如果你需要在本地开发九齿算子（即需要对九齿算子库进行修改），推荐单独克隆[九齿算子库](https://github.com/InfiniTensor/ntops)，并从本地安装：

```shell
git clone https://github.com/InfiniTensor/ntops.git
cd ntops
pip install -e .
```

### 二、编译安装

InfiniCore 项目主要包括：

1. 底层 C 库（InfiniOP/InfiniRT/InfiniCCL）：[`一键安装`](#一键安装底层库)|[`手动安装`](#手动安装底层库)；
2. InfiniCore C++ 库：[`安装指令`](#2-安装-c-库)
3. InfiniCore Python 包（依赖[九齿算子库](https://github.com/InfiniTensor/ntops)）：[`安装指令`](#3-安装-python-包)

三者需要按照顺序进行编译安装。

#### 1. 安装底层库

##### 一键安装底层库

在 `script/` 目录中提供了 `install.py` 安装脚本。
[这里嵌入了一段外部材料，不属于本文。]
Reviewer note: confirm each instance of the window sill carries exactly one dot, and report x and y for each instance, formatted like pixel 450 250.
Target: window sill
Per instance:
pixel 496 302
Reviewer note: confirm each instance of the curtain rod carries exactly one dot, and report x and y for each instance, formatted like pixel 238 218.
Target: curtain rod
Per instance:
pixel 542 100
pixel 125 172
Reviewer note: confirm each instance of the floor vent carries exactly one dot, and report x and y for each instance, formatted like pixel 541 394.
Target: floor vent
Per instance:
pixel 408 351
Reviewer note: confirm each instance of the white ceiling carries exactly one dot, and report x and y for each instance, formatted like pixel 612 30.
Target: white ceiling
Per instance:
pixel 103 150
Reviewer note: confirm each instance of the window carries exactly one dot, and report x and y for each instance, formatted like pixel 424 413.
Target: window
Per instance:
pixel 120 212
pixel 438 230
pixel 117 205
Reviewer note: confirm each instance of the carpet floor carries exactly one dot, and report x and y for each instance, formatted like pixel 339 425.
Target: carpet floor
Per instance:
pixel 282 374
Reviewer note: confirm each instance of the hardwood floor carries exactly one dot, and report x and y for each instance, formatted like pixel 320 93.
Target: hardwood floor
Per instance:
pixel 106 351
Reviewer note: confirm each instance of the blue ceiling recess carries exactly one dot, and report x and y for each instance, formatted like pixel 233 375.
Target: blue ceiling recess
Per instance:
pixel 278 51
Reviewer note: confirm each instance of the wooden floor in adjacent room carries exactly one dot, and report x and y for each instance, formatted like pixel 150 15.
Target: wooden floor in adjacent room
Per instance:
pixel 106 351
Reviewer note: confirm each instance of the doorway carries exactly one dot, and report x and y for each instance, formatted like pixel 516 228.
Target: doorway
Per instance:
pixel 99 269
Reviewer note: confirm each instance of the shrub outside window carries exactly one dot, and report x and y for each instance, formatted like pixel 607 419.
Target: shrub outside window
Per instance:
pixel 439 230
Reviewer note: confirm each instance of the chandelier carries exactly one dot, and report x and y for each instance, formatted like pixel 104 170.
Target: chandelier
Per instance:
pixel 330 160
使用方式如下：

```shell
cd InfiniCore

python scripts/install.py [XMAKE_CONFIG_FLAGS]
```

参数 `XMAKE_CONFIG_FLAGS` 是 xmake 构建配置，可配置下列可选项：

| 选项                     | 功能                              | 默认值
|--------------------------|-----------------------------------|:-:
| `--omp=[y\|n]`           | 是否使用 OpenMP                   | y
| `--cpu=[y\|n]`           | 是否编译 CPU 接口实现             | y
| `--nv-gpu=[y\|n]`        | 是否编译英伟达 GPU 接口实现       | n
| `--ascend-npu=[y\|n]`    | 是否编译昇腾 NPU 接口实现         | n
| `--cambricon-mlu=[y\|n]` | 是否编译寒武纪 MLU 接口实现       | n
| `--metax-gpu=[y\|n]`     | 是否编译沐曦 GPU 接口实现         | n
| `--use-mc=[y\|n]`        | 是否沐曦 GPU 接口实现使用maca SDK | n
| `--moore-gpu=[y\|n]`     | 是否编译摩尔线程 GPU 接口实现     | n
| `--iluvatar-gpu=[y\|n]`  | 是否编译天数 GPU 接口实现         | n
| `--qy-gpu=[y\|n]`        | 是否编译QY GPU 接口实现           | n
| `--hygon-dcu=[y\|n]`     | 是否编译海光 DCU 接口实现         | n
| `--kunlun-xpu=[y\|n]`    | 是否编译昆仑 XPU 接口实现         | n
| `--ali-ppu=[y\|n]`       | 是否编译阿里 PPU 接口实现         | n
| `--ninetoothed=[y\|n]`   | 是否编译九齿实现                 | n
| `--ccl=[y\|n]`           | 是否编译 InfiniCCL 通信库接口实现 | n
| `--graph=[y\|n]`         | 是否编译 cuda graph 接口实现      | n

##### 手动安装底层库

0. 生成九齿算子（可选）

   - 克隆并安装[九齿算子库](https://github.com/InfiniTensor/ntops)。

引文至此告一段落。